The bill increases the potential size of a plant to 100 MW. The 200 MW total cap remains in place.

Committee counsel said the idea is to allow the utilities to build larger, more cost-effective facilities.

The bill also removes the Dec. 31, 2025, sunset put into the original 2020 legislation. Counsel said this will give the utilities more time to build facilities – until they reach the 200 MW cap.

One delegate said he believes the bill, and the program, caters to “woke” companies and there are plenty of others that could come here.

But Delegate Bob Fehrenbacher, R-Wood and a bill co-sponsor, had a Q&A with Randall Short of Appalachian Power. Short said his utility has regular talks with companies that want to expand in or locate to West Virginia and they expressed interest in the program because they have a corporate interest in renewable energy, for various reasons.

With that access to renewable or renewable credits (which is essentially what the program provides for) they wouldn’t consider coming here. He said he couldn’t name them, but Appalachian Power is currently talking with two companies that are looking to expand and have grants with a renewable energy requirement.

Renewables make up only a small portion of Appalachian’s resource mix, he said. They have 6,000 MW of coal-fired capacity and if they reached the 200 MW cap, solar would make up a tiny percentage.

The committee approved the bill in a divided voice vote. It heads to the House floor.

As we’ve reported, Mon Power has one solar site in operation, at Fort Martin, producing 18.9 MW, and four others in various stages of preparation or planning, totaling another 31.2 MW.

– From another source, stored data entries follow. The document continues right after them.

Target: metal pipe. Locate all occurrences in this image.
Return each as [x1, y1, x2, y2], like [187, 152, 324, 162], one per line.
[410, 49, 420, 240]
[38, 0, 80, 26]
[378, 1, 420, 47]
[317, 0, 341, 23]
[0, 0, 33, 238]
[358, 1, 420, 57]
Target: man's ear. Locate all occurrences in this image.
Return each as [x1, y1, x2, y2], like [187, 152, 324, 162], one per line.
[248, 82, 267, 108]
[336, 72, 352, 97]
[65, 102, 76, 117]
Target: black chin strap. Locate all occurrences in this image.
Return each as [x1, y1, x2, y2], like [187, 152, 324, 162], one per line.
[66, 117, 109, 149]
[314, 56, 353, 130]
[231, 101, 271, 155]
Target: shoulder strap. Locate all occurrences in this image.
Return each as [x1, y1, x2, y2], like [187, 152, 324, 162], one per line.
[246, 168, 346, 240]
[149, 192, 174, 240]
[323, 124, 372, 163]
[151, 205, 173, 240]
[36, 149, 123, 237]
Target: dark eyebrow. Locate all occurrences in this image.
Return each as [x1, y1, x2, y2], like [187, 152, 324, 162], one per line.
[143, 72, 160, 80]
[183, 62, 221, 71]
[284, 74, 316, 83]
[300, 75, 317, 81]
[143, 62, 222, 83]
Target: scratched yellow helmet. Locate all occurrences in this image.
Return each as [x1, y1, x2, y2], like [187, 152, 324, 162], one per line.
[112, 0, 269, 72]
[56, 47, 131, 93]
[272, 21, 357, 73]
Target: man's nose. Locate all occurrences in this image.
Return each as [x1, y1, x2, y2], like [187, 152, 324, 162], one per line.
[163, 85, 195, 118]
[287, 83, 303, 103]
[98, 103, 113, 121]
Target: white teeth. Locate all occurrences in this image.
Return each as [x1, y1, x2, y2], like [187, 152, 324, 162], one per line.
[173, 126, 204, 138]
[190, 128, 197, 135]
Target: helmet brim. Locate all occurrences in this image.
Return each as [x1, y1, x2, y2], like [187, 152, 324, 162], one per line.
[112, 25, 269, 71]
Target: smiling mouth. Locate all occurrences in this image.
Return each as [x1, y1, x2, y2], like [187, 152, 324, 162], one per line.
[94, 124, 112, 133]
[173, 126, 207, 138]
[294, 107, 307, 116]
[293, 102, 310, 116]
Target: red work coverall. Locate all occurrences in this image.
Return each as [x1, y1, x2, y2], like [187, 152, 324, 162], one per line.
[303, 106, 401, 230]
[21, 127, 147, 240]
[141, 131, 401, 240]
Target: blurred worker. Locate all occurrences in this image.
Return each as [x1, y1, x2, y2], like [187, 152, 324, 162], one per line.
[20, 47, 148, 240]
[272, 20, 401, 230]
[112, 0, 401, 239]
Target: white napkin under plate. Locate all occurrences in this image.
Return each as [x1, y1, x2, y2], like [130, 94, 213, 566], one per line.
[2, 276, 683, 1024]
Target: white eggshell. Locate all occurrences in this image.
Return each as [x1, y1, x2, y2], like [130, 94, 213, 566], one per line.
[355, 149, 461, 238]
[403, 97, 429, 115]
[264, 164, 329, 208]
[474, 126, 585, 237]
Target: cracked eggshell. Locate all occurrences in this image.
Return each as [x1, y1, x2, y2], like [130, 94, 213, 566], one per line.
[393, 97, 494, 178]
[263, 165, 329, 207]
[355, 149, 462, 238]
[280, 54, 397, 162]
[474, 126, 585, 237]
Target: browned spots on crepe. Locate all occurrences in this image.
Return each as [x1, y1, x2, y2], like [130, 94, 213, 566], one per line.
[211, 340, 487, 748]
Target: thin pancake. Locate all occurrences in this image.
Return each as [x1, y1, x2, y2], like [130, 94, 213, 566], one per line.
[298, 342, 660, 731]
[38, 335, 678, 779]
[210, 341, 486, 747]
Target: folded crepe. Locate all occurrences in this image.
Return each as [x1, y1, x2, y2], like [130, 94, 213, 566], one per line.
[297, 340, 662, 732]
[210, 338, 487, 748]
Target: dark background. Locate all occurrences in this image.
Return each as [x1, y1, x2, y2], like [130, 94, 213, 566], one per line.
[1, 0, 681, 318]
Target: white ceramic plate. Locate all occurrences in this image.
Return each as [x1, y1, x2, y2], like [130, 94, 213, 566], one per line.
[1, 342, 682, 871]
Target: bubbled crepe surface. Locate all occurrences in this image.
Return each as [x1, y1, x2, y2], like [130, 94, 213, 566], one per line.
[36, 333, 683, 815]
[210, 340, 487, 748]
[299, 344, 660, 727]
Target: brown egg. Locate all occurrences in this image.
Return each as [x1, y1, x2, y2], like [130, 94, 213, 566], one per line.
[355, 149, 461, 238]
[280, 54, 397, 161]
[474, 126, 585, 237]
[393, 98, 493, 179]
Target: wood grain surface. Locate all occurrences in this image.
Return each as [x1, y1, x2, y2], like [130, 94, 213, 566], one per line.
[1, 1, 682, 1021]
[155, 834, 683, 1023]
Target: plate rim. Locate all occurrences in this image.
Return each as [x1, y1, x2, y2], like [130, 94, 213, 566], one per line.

The coal bill is HB 5522 and is designed to help offset the two utilities’ costs for mandated environmental pollution control equipment.

As it came to the committee, it provided for a 35% credit against their business and occupation taxes for expenses incurred in installation, repair and maintenance of the pollution control equipment, including for carbon capture and storage.

The total tax liability reduction, with all deductions combined, cannot exceed 50%.

The committee adopted an amendment offered by Delegate Scot Heckert, R-Wood, to add the costs of operating the pollution control equipment to the list – along with installation, repair and maintenance.

The committee approved the bill in a unanimous voice vote and it heads to Finance.